David Lock’s dark graffiti work employs his usual layers of grotesque forms in a confusion of lines, doodles and drips where one could make out skulls and screaming heads on a defaced “Mona Lisa” wearing a macabre look.
Jacob Lindo’s work is a clean, almost photographic rendition of a bouquet of exotic plants and flowers in gray tones partially hiding a small image of “Mona Lisa.”
Lynyrd Paras applies text to his art with letters written in white over a partially disfigured “Mona Lisa.”
Arturo Sanchez uses his trademark collage of mirrors as he breaks “Mona Lisa” in fragments within a richly intricate white frame.
Kaloy Sanches creates a dark, haunting and somber “Mona Lisa” draped in black cloth.

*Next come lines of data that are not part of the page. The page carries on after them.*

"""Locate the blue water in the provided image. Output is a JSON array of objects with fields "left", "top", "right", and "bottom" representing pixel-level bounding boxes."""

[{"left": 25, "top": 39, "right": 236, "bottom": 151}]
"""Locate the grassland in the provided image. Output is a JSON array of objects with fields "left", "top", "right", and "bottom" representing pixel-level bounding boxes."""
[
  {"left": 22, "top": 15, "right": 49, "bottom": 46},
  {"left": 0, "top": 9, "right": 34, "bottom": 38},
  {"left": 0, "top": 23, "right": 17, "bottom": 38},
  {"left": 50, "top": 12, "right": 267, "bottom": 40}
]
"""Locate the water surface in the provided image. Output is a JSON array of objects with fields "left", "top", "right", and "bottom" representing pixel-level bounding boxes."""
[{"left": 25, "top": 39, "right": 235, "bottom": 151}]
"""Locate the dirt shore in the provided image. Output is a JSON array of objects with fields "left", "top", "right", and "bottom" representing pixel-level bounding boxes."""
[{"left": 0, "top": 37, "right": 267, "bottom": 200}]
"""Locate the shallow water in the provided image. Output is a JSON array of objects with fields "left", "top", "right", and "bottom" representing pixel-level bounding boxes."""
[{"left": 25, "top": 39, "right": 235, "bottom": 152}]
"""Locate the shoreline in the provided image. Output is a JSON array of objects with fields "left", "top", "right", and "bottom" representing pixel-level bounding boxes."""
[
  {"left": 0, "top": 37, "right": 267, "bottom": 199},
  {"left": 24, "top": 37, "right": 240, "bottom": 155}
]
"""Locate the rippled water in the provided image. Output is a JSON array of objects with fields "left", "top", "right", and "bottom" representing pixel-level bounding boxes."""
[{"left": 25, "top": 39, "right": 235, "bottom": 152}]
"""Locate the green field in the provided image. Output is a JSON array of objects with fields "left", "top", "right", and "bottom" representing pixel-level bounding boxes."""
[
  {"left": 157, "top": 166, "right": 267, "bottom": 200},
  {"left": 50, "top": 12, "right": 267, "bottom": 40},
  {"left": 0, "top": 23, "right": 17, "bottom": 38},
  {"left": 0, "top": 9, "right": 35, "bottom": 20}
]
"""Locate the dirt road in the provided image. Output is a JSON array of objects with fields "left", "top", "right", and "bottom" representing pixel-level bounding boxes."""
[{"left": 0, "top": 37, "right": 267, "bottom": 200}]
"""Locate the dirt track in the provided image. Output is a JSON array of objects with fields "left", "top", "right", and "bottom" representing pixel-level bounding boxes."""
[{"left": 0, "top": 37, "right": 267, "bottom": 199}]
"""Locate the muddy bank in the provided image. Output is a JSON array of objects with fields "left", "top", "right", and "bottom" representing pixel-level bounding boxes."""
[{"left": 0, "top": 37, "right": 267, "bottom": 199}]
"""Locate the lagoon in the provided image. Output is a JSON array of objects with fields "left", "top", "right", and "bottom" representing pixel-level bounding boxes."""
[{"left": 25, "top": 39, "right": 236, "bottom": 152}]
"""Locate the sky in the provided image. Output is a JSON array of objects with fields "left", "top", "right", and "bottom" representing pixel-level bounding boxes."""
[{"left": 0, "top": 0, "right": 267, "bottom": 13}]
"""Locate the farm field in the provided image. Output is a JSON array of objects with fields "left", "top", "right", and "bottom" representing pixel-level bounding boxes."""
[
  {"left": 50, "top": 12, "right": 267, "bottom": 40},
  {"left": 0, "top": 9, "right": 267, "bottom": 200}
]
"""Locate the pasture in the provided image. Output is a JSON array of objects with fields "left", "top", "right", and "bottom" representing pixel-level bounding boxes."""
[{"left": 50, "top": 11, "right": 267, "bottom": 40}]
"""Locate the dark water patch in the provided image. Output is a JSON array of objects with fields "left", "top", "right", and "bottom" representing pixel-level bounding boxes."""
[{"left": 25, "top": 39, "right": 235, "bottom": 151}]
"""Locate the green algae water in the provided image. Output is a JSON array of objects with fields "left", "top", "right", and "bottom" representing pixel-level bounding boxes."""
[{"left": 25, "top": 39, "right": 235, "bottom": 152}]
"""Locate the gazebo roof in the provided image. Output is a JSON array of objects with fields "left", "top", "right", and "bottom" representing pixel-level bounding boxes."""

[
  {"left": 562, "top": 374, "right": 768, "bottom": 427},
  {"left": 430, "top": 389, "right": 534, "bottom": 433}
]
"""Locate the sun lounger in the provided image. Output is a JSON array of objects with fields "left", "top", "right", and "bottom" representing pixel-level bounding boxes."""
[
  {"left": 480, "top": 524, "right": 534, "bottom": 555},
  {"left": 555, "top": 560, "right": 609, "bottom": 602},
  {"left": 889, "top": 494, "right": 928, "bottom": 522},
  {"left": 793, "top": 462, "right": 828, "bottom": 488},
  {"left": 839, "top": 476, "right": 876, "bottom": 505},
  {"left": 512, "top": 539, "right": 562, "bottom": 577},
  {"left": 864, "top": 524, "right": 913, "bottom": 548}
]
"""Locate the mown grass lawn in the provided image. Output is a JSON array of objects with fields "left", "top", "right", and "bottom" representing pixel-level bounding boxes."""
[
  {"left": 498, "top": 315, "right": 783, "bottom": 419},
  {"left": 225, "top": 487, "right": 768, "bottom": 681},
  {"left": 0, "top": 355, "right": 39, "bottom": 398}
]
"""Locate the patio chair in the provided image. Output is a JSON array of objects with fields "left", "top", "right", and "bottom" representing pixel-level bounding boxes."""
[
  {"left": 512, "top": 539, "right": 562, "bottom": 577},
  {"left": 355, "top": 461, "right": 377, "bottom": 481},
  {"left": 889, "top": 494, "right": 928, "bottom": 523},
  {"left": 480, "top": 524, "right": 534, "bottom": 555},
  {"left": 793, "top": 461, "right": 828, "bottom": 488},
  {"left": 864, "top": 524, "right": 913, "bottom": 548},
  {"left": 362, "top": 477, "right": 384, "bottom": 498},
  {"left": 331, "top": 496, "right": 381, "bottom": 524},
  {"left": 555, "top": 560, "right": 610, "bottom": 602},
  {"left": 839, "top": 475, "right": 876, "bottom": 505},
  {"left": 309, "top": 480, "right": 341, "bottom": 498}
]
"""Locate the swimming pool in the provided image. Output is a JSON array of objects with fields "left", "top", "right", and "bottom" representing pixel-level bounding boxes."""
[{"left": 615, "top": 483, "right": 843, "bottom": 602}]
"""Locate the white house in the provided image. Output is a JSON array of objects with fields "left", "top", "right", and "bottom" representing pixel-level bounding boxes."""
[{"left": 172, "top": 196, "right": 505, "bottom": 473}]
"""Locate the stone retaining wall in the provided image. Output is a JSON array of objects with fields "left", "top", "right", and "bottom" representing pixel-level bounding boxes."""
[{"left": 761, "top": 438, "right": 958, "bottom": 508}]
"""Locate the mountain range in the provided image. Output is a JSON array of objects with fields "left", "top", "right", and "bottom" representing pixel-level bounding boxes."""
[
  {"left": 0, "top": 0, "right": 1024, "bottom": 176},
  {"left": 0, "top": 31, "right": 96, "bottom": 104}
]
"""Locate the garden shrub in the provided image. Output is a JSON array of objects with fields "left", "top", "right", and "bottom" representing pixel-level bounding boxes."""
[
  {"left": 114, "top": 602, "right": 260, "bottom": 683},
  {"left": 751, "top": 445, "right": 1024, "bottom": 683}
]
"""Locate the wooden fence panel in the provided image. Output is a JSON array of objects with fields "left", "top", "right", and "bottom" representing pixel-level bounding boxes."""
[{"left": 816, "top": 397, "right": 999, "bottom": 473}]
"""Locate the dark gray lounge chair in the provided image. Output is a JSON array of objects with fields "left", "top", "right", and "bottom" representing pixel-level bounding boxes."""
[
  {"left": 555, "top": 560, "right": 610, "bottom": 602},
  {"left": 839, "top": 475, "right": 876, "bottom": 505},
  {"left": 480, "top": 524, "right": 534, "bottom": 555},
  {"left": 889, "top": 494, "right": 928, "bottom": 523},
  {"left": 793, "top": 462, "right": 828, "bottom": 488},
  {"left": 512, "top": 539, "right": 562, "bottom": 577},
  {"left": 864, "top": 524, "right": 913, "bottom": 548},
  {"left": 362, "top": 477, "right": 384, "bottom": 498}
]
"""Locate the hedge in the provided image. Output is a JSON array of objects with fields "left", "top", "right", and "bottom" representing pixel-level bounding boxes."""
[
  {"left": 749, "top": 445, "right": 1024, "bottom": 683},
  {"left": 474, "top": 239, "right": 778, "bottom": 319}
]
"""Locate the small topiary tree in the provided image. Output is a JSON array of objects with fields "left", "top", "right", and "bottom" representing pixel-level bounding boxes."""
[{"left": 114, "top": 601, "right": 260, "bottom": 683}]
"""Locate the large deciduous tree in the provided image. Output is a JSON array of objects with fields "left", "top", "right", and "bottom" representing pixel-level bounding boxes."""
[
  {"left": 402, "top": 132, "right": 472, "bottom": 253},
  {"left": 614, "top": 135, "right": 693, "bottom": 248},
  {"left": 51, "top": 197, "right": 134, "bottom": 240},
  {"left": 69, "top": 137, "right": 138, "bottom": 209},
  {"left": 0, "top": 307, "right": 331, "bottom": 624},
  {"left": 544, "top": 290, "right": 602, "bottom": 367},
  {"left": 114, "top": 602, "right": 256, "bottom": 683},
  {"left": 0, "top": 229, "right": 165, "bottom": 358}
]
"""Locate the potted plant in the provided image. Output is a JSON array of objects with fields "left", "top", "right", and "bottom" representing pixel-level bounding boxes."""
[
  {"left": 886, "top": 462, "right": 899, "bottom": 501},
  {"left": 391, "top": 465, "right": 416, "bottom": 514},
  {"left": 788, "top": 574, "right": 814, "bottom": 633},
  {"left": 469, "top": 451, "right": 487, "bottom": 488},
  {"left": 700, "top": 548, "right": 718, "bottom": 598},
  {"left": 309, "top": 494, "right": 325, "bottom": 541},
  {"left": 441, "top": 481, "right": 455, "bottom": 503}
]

Luis Santos blurs an image of a woman by utilizing the photographic technique of double exposure as he captures the moving face.
The interesting aspect about “The Mona Lisa Project” is how we are able to get a glimpse of how the artists view art and by the way they have responded to the common ground.
Indeed, appropriation has become a valid and enriching cultural movement, with its capacity to provoke and transcend from its original context.
It has given new meaning and allows Da Vinci’s masterpiece to be still relevant in today’s postmodern world.